Just as long as there aren't a huge number of them when an easier word would suffice, and if they're defined (whether outright or in clear context), I don't mind much.
For example, the example you yourself gave. If a "kurrigo" is just a bodyguard and nothing more, then perhaps either use the term "bodyguard," or say something like, "His kurrigo, or bodyguard, did such-and-such..." That way the reader won't have to puzzle over what the heck a kurrigo is for the next fifty pages. Is it a pet? A servant? A ghost?? Etc.
Use the fantasy term especially if there isn't an existing word that adequately defines what the object/being/whatever is. (E. g., there's some sort of aspect to a "kurrigo" that differentiates it from the typical bodyguard, hence the word "bodyguard" isn't adequate.)

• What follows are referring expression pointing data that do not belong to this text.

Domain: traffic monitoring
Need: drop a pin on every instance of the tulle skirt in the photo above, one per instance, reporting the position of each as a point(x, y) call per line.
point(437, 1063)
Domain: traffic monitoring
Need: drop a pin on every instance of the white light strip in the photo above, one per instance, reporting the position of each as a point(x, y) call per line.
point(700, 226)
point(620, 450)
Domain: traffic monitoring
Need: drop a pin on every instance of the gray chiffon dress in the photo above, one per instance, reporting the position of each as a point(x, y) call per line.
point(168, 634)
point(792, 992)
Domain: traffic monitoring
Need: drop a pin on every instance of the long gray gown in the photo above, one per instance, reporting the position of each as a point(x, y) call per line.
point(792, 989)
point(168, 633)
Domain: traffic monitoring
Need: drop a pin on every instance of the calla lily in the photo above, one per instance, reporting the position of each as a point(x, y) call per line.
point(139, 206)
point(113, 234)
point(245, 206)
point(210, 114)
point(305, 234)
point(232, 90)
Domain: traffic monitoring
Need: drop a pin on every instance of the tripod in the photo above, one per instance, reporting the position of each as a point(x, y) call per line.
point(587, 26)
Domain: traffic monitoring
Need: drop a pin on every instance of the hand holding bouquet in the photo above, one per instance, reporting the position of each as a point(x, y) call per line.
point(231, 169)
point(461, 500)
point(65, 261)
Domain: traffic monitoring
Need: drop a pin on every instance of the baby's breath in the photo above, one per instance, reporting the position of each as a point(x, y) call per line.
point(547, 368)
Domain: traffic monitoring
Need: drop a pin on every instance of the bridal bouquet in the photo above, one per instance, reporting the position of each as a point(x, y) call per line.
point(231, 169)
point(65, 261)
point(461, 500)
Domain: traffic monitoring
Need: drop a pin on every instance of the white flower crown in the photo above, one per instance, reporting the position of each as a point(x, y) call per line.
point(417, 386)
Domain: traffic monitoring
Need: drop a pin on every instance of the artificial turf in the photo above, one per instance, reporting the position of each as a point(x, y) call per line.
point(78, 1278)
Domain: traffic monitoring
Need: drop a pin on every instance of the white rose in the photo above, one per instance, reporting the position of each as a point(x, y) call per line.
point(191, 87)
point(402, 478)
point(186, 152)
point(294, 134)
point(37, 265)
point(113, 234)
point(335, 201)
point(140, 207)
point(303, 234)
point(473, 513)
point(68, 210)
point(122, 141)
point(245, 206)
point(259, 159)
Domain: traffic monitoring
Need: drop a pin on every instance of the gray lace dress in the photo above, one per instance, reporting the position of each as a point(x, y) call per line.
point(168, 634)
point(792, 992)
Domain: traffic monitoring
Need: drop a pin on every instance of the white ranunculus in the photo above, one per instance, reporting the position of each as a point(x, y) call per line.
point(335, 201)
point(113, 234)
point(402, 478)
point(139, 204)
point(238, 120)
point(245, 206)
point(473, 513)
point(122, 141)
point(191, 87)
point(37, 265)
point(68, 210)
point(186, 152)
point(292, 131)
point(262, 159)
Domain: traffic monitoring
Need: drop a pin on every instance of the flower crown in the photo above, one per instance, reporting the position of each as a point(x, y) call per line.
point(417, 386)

Using a fantasy term even if there's an adequate existing term can also help bring a fantasy world to life--just by throwing in little foreign terms here and there--it gives it more of a fantasy feel. (I'm obviously someone who uses such terms sometimes!) But it can be overdone, and most annoyingly is when the words aren't defined. Just because a "kurrigo" is doing something a bodyguard might do doesn't mean I will be able to assume that a kurrigo is a bodyguard. There will have to be some sort of clarification in the text of what a kurrigo (or any other fantasy term) actually is or means.

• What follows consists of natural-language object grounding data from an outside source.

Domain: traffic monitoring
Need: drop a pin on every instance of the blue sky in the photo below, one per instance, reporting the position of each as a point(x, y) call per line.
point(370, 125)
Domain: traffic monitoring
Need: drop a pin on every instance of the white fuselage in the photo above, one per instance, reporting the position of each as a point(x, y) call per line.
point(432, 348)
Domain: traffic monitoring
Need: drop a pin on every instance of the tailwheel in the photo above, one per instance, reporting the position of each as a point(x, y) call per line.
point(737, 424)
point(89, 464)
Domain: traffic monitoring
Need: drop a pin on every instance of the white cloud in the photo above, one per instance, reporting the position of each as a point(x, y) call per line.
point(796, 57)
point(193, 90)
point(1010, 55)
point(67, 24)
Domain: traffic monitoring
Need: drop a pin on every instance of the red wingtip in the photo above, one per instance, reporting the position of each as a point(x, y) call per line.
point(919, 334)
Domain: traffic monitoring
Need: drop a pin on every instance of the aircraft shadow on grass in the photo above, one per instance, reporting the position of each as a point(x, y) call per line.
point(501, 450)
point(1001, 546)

I'm nearly done with the "His Dark Materials" trilogy, and while most of the foreign terms used in the stories are gradually kind of defined in context, it really irked me that so many of them weren't clarified earlier on. For example, "naptha." I assume it's like kerosene or natural gas or something, because of how it's described and used throughout the books. Sure, it's not exactly a fantasy word, but it's not in regular usage, and it niggled at me that I was (and am) never quite sure what it is. Meaning the author was never QUITE clear enough giving a definition. That is irritating.
ETA: And I ditto Dario D.'s post. Some fantasy terms are just so obvious it's pathetic. They should sound natural, not forced. For example, a big ugly beast rears up out of a swamp and of course it's called a "glorknor" or "norglorp" or something. *blargh*
ETA 2: And see?--I spelled "naphtha" wrong. Ugh.